My eyebrows furrowed and my mouth was close to a grimace. I felt grouchy, most of this was too unrealistic. Or was it? I had only lived knowing this life until now. The other one that clicked right now felt like a weird mix of a movie and a dream taking place in America and as a ..... Girl. This was like the classic Villainess trope. Except I was the school bully and a teenage boy. I was the embodiment of an entitled, more attractive Karen. My thinking process easily adopted the lingo of my past life. I quickly let go of his face just as quickly as I grabbed it. I stood back up and leaned back into the desk. I looked at him contemplating.

"How long have we been playing with this guy?"
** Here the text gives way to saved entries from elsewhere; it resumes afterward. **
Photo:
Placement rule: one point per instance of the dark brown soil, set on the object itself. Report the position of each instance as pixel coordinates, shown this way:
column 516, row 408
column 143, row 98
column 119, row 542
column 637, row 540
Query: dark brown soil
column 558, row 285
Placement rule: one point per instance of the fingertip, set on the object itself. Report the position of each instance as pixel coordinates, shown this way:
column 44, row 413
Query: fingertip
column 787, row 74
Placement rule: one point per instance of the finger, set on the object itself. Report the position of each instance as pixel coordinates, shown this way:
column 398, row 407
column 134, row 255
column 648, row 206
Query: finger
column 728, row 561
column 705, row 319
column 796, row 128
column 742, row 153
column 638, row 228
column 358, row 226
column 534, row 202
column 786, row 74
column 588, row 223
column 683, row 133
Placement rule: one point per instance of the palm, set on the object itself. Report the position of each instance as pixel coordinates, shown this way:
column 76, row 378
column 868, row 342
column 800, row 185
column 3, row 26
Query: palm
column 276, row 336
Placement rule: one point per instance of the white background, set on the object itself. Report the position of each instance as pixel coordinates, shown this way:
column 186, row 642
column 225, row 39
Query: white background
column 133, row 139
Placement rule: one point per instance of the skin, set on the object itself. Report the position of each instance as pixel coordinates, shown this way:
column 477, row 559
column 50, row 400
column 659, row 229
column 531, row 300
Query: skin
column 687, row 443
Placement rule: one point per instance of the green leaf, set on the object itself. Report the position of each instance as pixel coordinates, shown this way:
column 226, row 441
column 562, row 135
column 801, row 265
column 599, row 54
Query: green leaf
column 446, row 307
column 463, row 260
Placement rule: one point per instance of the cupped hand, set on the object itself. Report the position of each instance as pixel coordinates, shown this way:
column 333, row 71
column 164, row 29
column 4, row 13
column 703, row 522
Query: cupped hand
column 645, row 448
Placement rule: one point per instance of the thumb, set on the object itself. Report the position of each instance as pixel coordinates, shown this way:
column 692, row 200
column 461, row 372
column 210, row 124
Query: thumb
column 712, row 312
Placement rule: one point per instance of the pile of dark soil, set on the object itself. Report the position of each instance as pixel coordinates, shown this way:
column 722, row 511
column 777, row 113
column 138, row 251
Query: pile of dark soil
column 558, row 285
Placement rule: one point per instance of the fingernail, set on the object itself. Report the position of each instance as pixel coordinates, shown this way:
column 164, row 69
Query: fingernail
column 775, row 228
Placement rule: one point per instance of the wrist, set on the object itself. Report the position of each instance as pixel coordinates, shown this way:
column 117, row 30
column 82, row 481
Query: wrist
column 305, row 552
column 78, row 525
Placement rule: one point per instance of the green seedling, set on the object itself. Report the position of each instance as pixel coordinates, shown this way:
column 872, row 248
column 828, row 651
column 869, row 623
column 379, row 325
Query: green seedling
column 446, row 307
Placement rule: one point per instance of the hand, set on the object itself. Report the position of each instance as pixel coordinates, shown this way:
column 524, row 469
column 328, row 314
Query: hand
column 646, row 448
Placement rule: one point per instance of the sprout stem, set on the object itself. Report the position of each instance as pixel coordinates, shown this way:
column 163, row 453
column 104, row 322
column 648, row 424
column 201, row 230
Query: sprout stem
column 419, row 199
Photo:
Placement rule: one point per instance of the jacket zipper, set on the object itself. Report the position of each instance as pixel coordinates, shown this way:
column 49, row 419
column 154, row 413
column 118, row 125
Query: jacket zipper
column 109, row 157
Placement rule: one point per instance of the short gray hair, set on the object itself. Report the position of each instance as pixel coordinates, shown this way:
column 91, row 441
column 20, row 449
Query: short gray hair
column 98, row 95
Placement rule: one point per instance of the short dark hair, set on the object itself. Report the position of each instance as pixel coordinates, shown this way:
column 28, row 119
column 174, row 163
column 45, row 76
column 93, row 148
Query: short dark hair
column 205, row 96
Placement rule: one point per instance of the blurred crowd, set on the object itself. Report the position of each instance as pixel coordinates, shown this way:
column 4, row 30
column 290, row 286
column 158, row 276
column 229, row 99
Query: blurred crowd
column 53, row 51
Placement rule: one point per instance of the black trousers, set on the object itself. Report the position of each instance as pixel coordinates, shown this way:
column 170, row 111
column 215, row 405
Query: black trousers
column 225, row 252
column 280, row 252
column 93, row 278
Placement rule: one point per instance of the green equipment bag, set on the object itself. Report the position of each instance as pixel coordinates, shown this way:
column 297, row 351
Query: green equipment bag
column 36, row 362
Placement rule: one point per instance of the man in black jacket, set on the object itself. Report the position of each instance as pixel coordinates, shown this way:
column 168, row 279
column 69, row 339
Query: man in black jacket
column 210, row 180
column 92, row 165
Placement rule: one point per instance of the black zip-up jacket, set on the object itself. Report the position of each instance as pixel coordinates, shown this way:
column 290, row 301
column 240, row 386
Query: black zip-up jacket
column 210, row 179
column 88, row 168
I stared at him more, waiting for a response. Was I supposed to be dehumanizing? The whole situation made me cringe. I could be relatably evil, I could be relatable. I stared at him, making eye contact and I knew redemption for me would be hard. I didn't even want to bother getting out of the hole I dug myself. Was I Hironaka Hajime, or was I someone transported into an ill-fated role? But then again, what would the answer matter? I was here, no matter if in some sense I had lost two worlds. No, thinking like this, I was definitely not Hajime anymore, not the one that woke up this morning at least.

"Uh..it's been three weeks boss," some meek kid with glasses answered.

He flinched as I stared at him. Someone else cuffed him in the back of the head.

"Did anyone say you could talk?"

"Leave him be," I scoffed then tilted my head back, "This is getting boring," my hand lackadaisically gestured to the main character on the ground.

I took in a breath, the air carried the smell of cigarettes. I looked around, there were 6 people in here besides myself. I stood up again, the repetitive motion exhausting me, reminding me how indecisive I was. I needed to leave. I motioned for the door with a step, Hiro making way to follow me.

"Finish cleaning him up," I looked back at him, "I know the teachers don't care but it's better to be safe than sorry."

At my words, Hiro's eyebrows creased but he nodded anyway. As I continued to walk towards the door I grabbed the meek teen's shoulders.

"You're coming with me," I could feel his tremble in my hand.

Pushing him forward out of the door, I told everyone I wanted to be alone.

I walked through the school halls, passively listening to our steps. Pretty soon we were in one of the school's courts and I sat at one of the benches, the air was cleaner. I could hear the meek teen's steps shift on the cement.

"So, Gina, do you regret trying to help Masanori," I asked without preamble, turning to look at his face.